My father, Paul Kennedy, who has died aged 78 after suffering from pancreatic cancer, was a writer and sociologist, and a hugely popular lecturer at Manchester Metropolitan University. His final book, Vampire Capitalism (2018), was a prescient study of the devastating effects of liberal capitalism on both the masses and the environment. He also co-authored, with Robin Cohen, the influential Global Sociology (2000), published in eight languages.
His early published works, including Ghanaian Businessmen (1980) and African Capitalism (1988), focused on development issues in west Africa, where his sympathy towards indigenous entrepreneurs was viewed as heresy by the Marxists dominating the field in the 1970s and 80s. In the late 90s he co-founded the Global Studies Association, working with academics from all over the world to analyse the impact of globalisation on the lives of ordinary people.

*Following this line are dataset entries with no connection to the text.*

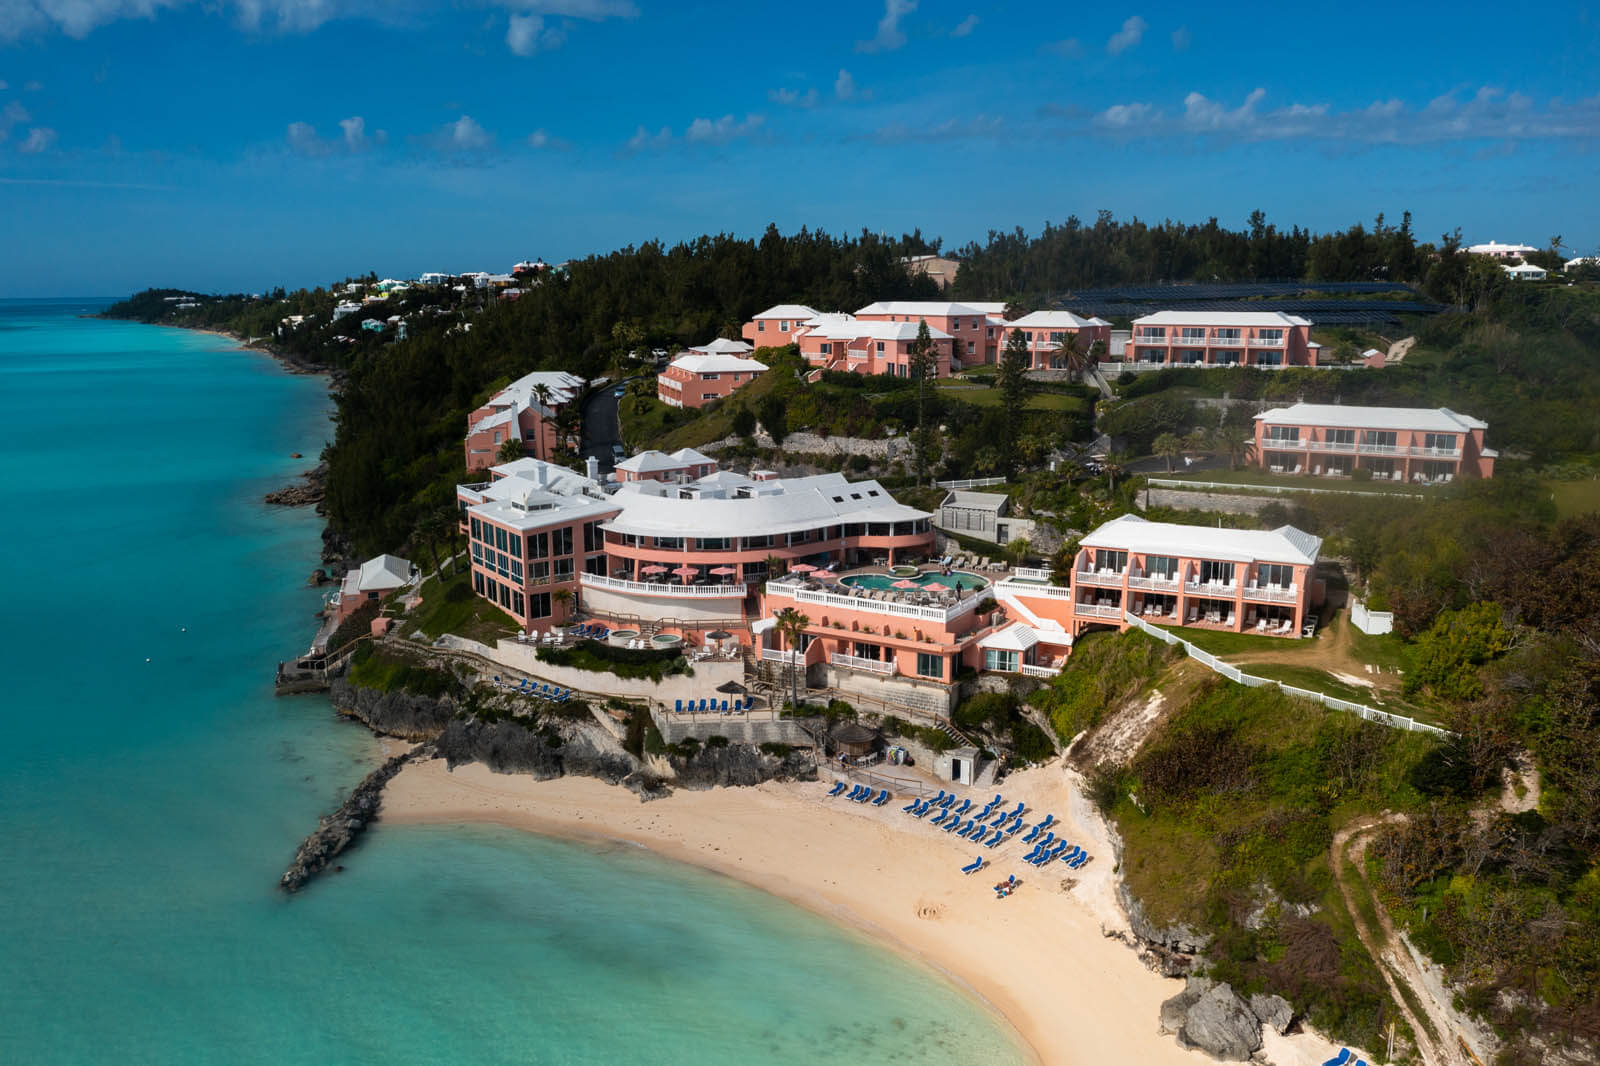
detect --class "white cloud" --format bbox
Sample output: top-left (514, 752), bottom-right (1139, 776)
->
top-left (768, 86), bottom-right (818, 108)
top-left (285, 120), bottom-right (330, 156)
top-left (857, 0), bottom-right (914, 53)
top-left (1183, 87), bottom-right (1267, 130)
top-left (834, 69), bottom-right (856, 101)
top-left (684, 113), bottom-right (764, 144)
top-left (0, 99), bottom-right (29, 141)
top-left (437, 114), bottom-right (492, 151)
top-left (528, 128), bottom-right (549, 148)
top-left (1106, 14), bottom-right (1146, 55)
top-left (1170, 26), bottom-right (1190, 51)
top-left (950, 13), bottom-right (977, 37)
top-left (18, 126), bottom-right (57, 152)
top-left (512, 0), bottom-right (636, 14)
top-left (507, 13), bottom-right (542, 55)
top-left (626, 124), bottom-right (671, 152)
top-left (339, 115), bottom-right (371, 149)
top-left (1095, 102), bottom-right (1154, 129)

Born in Hayes, Middlesex, to Tom Kennedy, a sewing machine mechanic, and his wife, Joyce (nee Coats), a secretary, Paul attended Drayton Manor grammar school in Ealing, west London, then studied sociology at Birmingham University.
On graduating in 1963, he travelled to Ethiopia where he taught English under the Voluntary Service Overseas programme. Returning to the UK two years later, he joined Birmingham University’s Centre for West African Studies. In 1966 he married his teenage sweetheart, Sue Peppin, who worked with children with learning difficulties and later taught English to adult learners. They, along with their baby daughter Anna, moved to Ghana the following year where Paul began his doctoral studies at the University of Ghana, Legon. I was born during this time, in Accra. In 1971 the family returned to the UK and Paul worked at Sussex University for a couple of years before moving to Manchester in 1973, to teach at Manchester Polytechnic.
In 1976 the family moved back to Ghana for Paul to take up a teaching post at Cape Coast University. Cape Coast was then far more impoverished than Accra, and there were severe food shortages, with only rice, plantain and yam readily available to eat. After a few months Paul was hospitalised with hepatitis and the rest of the family, suffering with malnutrition, malaria and hepatitis, returned home. Paul stayed on to finish his contract and became involved in the student protest movement, which saw him arrested at gunpoint and imprisoned for two days.
Back in the UK, Paul joined the sociology department at Manchester Polytechnic where he remained for almost 40 years until his retirement in 2014.
A great nature lover, Paul was a keen ornithologist, gardener, and advocate of sustainable living long before it became a fashion. He was a brilliant cook, famed among his PhD students for his annual Ghanaian curry nights, a member of Altrincham choral and allotment societies and a volunteer at his local wildlife conservation group.
He is survived by Sue, their children, Anna, Rebecca and me, and two grandchildren, Jasmine and Camille.